UK – In a bid to tackle food waste, UK’s leading supermarket Tesco will be changing ‘Use By’ to ‘Best Before’ dates on more than 30 yogurt lines.

Tesco believes that by minimizing the waste of “perfectly edible food,” customers will be able to use their own judgment on whether or not to eat a product.

“We know some shoppers may be unclear about the difference between ‘Use By’ and ‘Best Before’ dates on food and this can lead to perfectly edible items being thrown away unnecessarily.

“We have made the decision to remove ‘Use By’ dates on yogurts where it is safe to do so, after extensive testing which reveals that the acidity of the product acts as a natural preservative. However consumers should always use their judgement to determine if the quality is acceptable,” Amy Walker, Tesco’s Lead Technical Manager for Dairy said when commenting on the company-wide decision.

Waste and Resources Action Programme (commonly known as WRAP), a nonprofit dedicated to preventing food waste, estimates that UK customers lose 54,000 tonnes of yogurt annually, or 9% of their purchases.

Furthermore, according to WRAP, 70% of home pack waste is a result of expired products, with half of the yogurts that are thrown away being in unopened packages.

When it comes to date labeling, the mega-retailer claims it prefers to “keep things simple” and just includes the dates “Use By” and “Best Before” on its packaging.

Retailers mark items with “Best Before” dates as a quality guarantee that they are still safe to consume even though they may not be at their peak.

When a product must be consumed before the date for safety concerns, “Use By” dates are used. ‘Use By’ products need to be consumed or frozen by midnight on that date.

Also commenting on the food waste reduction initiative, Catherine David, Director of Collaboration & Change at WRAP said: “For yogurts, applying a ‘Best before’ date rather than a ‘Use by’ date means that people can use their judgement to eat beyond that date, giving people longer to use what they buy.

“WRAP welcomes this change from our partner, Tesco, which will help reduce food waste in our homes. Wasting food feeds climate change and costs us money – with the average family spending over £700 a year on good food which ends up in the bin.”

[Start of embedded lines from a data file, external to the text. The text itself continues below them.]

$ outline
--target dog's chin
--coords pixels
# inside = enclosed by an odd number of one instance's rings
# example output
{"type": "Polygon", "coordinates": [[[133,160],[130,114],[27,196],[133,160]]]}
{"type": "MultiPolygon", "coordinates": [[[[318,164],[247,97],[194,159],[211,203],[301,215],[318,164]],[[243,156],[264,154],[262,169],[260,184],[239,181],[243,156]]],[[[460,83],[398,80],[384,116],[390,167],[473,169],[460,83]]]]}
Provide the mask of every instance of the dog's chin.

Walker stated that the lines affected constitute a significant proportion of the supermarket’s own brand yoghurts hence they hope to phase the change between now and the end of June.

In 2018, Tesco led the way for high-street supermarkets when it got rid of best-before dates on more than 100 fresh food products.

Last year, other UK supermarkets such as Waitrose, Marks & Spencer, and Morrisons joined the waste reduction efforts.

Waitrose scrapped off best-before dates from nearly 500 fresh food products. Marks & Spencer axed best-before dates on more than 300 fruit and vegetable products after a successful trial.

Morrisons also removed use-by dates on milk and encouraged consumers to use a “sniff test” instead to determine if it is OK to consume, a move the FSA cautioned against.